Station matching is the process of pairing gauges from both networks using a combination of geo-spatial and string based metadata comparison.
What is the process of station matching?¶
All gauges in both networks are compared 1:1, both for distance and the similarity of sub-strings within the gauge names. The matches are then given a score and categorised as one of the following:
- Nothing - no matching characteristic, pair is ignored
- Accepted - high quality pairing(s), no better pairing exists
- Rank-Rejected - high quality pairing(s), better pairing exists
- Auto-Rejected - low quality pairings(s), no better pairing exists
What is the outcome of the station matching process?¶
Depending on which pipeline a user runs, they will either create 3 dataframes (accepted, rank-rejected, auto-rejected) of matches, or a final output dataframe.
The final output dataframes follows a manual-review script or notebook which is automatically generated for the user, allowing them to compare rank-rejected and auto-rejected matches to those automatically accepted, with a focus on a minimal amount of required user-input.

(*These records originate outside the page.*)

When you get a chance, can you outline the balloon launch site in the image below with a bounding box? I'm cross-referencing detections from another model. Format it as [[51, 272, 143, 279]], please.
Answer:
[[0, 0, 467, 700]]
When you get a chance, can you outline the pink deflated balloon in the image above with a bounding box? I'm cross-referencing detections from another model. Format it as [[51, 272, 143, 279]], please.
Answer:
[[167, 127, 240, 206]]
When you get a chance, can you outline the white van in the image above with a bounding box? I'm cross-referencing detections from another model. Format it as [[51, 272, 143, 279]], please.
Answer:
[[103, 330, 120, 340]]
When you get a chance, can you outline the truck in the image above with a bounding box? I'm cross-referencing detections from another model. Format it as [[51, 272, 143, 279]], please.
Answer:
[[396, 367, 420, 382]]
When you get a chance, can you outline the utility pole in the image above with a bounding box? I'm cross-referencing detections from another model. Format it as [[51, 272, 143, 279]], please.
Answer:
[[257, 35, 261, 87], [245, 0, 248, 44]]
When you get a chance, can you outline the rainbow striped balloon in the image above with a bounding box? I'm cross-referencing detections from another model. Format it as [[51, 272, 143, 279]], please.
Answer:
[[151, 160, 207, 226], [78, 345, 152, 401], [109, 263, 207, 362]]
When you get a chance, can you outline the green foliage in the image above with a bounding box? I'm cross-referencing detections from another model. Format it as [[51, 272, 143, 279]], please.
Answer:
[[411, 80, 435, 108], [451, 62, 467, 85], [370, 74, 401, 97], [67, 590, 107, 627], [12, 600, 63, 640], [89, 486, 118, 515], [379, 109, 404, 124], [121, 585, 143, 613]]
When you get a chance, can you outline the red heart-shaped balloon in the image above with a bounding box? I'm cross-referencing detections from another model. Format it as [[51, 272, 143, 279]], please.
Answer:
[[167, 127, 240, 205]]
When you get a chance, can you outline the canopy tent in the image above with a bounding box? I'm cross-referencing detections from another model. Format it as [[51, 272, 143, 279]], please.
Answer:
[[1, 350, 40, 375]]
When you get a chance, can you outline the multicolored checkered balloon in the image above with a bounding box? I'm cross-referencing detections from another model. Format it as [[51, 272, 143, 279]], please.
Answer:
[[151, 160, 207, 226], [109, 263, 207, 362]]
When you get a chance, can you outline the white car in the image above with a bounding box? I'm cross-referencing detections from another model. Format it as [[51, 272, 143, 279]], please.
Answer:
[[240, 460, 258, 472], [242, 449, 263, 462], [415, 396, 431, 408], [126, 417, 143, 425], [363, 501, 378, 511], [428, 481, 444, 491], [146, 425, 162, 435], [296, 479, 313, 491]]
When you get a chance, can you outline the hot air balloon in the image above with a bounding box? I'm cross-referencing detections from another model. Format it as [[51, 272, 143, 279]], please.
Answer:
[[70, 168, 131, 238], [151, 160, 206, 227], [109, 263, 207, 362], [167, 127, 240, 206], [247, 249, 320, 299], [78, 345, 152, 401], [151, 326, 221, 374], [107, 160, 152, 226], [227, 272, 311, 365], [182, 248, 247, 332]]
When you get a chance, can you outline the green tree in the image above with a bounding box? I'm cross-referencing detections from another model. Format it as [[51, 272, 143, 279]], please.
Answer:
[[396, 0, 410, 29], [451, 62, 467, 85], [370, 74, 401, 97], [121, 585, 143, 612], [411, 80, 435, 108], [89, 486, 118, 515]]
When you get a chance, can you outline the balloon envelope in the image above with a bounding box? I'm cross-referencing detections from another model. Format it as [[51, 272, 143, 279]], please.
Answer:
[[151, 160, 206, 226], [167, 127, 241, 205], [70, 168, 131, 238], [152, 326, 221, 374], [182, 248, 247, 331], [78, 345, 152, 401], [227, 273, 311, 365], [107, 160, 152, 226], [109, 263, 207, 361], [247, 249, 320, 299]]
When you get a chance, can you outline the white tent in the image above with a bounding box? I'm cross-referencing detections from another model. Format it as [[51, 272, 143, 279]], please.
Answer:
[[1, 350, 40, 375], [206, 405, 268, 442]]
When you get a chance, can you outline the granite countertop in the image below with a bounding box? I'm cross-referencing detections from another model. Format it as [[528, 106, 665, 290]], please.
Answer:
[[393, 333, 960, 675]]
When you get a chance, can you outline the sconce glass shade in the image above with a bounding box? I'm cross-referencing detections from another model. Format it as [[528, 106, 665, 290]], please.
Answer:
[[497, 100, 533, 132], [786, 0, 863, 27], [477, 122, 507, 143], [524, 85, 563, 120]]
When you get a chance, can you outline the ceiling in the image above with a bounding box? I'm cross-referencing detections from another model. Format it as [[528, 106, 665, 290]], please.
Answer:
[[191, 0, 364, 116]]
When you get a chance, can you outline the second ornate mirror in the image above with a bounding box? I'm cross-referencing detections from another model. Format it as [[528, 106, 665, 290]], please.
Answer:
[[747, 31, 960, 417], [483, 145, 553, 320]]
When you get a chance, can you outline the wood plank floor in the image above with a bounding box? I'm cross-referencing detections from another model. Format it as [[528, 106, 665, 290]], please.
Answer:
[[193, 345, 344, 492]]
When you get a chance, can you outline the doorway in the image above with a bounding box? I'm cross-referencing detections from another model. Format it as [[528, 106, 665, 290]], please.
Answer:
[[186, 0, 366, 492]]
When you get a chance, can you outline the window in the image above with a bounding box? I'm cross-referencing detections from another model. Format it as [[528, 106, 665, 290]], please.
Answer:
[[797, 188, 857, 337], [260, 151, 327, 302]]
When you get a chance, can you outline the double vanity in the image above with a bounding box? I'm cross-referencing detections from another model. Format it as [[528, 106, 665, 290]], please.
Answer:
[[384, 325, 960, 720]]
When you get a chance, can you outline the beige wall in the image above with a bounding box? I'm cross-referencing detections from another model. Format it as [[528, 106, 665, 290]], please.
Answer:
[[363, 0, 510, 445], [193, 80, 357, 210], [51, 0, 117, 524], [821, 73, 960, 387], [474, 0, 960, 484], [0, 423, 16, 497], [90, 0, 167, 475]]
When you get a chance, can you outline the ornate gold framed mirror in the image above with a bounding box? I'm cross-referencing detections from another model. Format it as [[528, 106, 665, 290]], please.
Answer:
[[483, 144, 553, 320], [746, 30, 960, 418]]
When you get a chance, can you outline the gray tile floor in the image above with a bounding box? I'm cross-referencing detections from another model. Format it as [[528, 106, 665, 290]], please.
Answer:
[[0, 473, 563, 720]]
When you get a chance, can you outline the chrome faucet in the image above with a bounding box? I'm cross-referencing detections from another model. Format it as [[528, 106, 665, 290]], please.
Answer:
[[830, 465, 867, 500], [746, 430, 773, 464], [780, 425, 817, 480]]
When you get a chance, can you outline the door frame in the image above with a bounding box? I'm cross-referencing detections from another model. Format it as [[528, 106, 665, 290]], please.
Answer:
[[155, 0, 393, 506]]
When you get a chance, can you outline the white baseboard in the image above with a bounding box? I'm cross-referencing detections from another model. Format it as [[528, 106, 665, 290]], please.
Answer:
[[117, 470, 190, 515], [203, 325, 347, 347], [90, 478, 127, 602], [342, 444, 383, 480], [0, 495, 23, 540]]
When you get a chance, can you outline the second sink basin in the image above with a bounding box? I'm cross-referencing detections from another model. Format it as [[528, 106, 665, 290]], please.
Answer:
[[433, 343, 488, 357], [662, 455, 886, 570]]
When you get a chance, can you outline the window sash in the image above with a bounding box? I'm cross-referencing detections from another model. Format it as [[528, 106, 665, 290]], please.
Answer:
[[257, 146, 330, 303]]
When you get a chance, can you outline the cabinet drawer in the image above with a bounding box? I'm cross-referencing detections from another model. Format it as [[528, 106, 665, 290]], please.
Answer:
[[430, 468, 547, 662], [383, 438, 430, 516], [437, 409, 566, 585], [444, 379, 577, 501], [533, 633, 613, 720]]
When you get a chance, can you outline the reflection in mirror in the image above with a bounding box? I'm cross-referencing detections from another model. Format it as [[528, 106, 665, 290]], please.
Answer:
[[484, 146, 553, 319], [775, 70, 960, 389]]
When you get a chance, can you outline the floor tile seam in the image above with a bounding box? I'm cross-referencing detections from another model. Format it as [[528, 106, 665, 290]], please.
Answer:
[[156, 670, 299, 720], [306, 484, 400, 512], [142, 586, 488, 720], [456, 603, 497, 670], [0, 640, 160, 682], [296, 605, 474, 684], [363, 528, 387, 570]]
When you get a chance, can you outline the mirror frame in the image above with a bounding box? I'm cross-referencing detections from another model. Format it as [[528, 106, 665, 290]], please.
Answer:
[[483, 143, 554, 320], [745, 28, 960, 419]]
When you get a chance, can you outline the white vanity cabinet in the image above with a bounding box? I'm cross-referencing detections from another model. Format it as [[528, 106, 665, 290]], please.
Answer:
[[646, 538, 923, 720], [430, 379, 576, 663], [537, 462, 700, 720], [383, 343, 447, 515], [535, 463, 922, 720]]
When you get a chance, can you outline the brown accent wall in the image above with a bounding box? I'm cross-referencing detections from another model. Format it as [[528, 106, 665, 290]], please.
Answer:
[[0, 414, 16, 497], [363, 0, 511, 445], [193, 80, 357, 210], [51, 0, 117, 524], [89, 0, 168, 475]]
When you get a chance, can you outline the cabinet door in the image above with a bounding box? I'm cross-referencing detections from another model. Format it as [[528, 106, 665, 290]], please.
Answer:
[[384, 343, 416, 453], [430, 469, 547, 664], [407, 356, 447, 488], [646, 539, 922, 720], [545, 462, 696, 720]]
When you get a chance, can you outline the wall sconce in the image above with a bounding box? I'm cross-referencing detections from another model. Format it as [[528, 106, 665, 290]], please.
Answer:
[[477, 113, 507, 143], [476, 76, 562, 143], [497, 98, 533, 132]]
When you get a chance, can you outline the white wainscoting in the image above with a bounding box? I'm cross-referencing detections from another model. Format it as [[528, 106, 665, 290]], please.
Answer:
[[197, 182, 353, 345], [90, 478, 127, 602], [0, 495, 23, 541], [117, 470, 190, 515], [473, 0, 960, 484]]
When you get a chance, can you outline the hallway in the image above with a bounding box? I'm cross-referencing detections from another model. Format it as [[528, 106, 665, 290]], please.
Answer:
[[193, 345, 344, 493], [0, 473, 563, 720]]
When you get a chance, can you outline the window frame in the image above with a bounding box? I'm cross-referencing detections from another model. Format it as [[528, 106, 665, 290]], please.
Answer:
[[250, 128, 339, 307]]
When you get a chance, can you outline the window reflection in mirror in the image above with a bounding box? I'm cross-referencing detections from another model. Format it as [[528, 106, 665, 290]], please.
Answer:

The user notebook creates a set of one-to-one or one-to-many pairings where they have the option to assign main and back-up gauges for those one-to-many pairings.
The process chooses to not allow many-to-many matches as this would imply there are identical stations in one or both sets of gauge metadata. Pairs of stations both with a primary and back-up gauge should ideally be matched on a one-to-one basis; main to main, back-up to back-up.
What is station comparison?¶
Station comparison is a deeper dive on matched gauges, it provides a basic summary analysis of the similarity between both timeseries, including:
- Overlap - total length, number of timesteps (all and non-NaN)
- Accumulation - total, difference (absolute and percentage)
- Statistcal summaries - R² (all and non-zero), Spearmans Rank (all and non-zero)
This can either be used to assess the quality of generated pairings, or to quickly test the similiarity of collocated gauges.